In order to construct our queries, we need to know what is available from each of the RIRs. At the outset of this project, I primarily focused on ARIN, mainly because we are located within the United States. Of the five RIRs, ARIN’s RESTful API is the most extensive and is available via HTTP queries. The hierarchy of information is also not directly linked between the addressable resources. The primary resources that we are interested in are the Organization Name, Organization Handle, Customer Handle, and Point-of-Contact (PoC) Handle. Additionally, we are able to search for the email domain of the PoC, to further expand the possible allocations. Each of these will allow us to locate associated netblocks. The addressable resources and their relationships can be found on ARIN’s API website:
https://www.arin.net/resources/whoisrws/whois_api.html

The other four RIRs have varying degrees of available information, ranging from an API to simple queries against netblocks or ASNs. The information is also not consistent between RIRs, where field names vary or even the listing of PoCs. Information for the other RIRs can be found on their respective websites:
RIPE: https://github.com/RIPE-NCC/whois/wiki/WHOIS-REST-API-search
APNIC: https://wq.apnic.net/whois-search/static/search.html
LACNIC: https://lacnic.net/cgi-bin/lacnic/whois
AfriNIC: http://www.afrinic.net/fr/services/whois-query

The ASN information is best performed against BGP route servers. There are several publically accessible servers to performing these queries via Telnet on port TCP/23.

The Script

With the necessary information, I set out to build a script to do all the dirty work. As previously stated, it was initially for querying ARIN, but expanded to the remaining RIRs as needs arose from working with international organizations. So ‘hardCIDR.sh’ was born.

A note on LACNIC before diving into the usage. LACNIC only allows query of either network range, ASN, Org Handle, or PoC Handle. This does not help us in locating these values based upon the organization name. They do however publish a list of all assigned ranges on a publically accessible FTP server, along with their rate-limiting thresholds. So, there is an accompanying data file, which the script checks for, used to perform LACNIC queries locally. The script includes an update option [-r], that can be used to update this data on an interval of your choosing. Approximate run time is just shy of 28 hours.

hardCIDR is a Linux Bash script, but also functions under macOS. Your mileage may vary on other distros. The script with no specified options will query ARIN and a pool of BGP route servers. The route server is selected at random at runtime. The ‘-h’ option lists the help:

The options may be used in any combination, all, or none. Unfortunately, none of the “other” RIRs note the actual CIDR notation of the range, so ‘ipcalc’ is used to perform this function. If it is not installed on your system, the script will install it for you.

At the prompts, enter the organization name, the email domain, and whether country codes are used as part of the email. If answered ‘Y’ to country codes, you will be prompted as to whether they precede the domain name or are appended to the TLD. A directory will be created for the output files. If the directory is found to exist, you will be prompted whether to overwrite.
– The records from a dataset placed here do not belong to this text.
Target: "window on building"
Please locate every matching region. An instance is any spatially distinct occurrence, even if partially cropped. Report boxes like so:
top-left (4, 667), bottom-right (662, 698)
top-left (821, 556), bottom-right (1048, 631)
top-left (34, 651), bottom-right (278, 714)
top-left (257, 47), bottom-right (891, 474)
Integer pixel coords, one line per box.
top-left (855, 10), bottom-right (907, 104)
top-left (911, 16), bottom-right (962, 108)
If answered ‘N’, a time stamp will be appended to the directory name.

The script queries each RIR, as well as a BGP route server, prompting along the way as to whether records were located. Upon completion, three files will be generated: a CSV based on Org Handle, a CSV based on PoC Handle, and a line delimited file of all located CIDRs.

Cancelling the script at any time will remove any temporary working files and the directory created for the resultant output files.

It should be noted that, due to similarity in some organization names, you could get back results not related to the target. The CSV files will provide the associated handles and URLs for further validation where necessary. It is also possible that employees of the target organization used their corporate email address to register their own domains. These will be found within the results as well.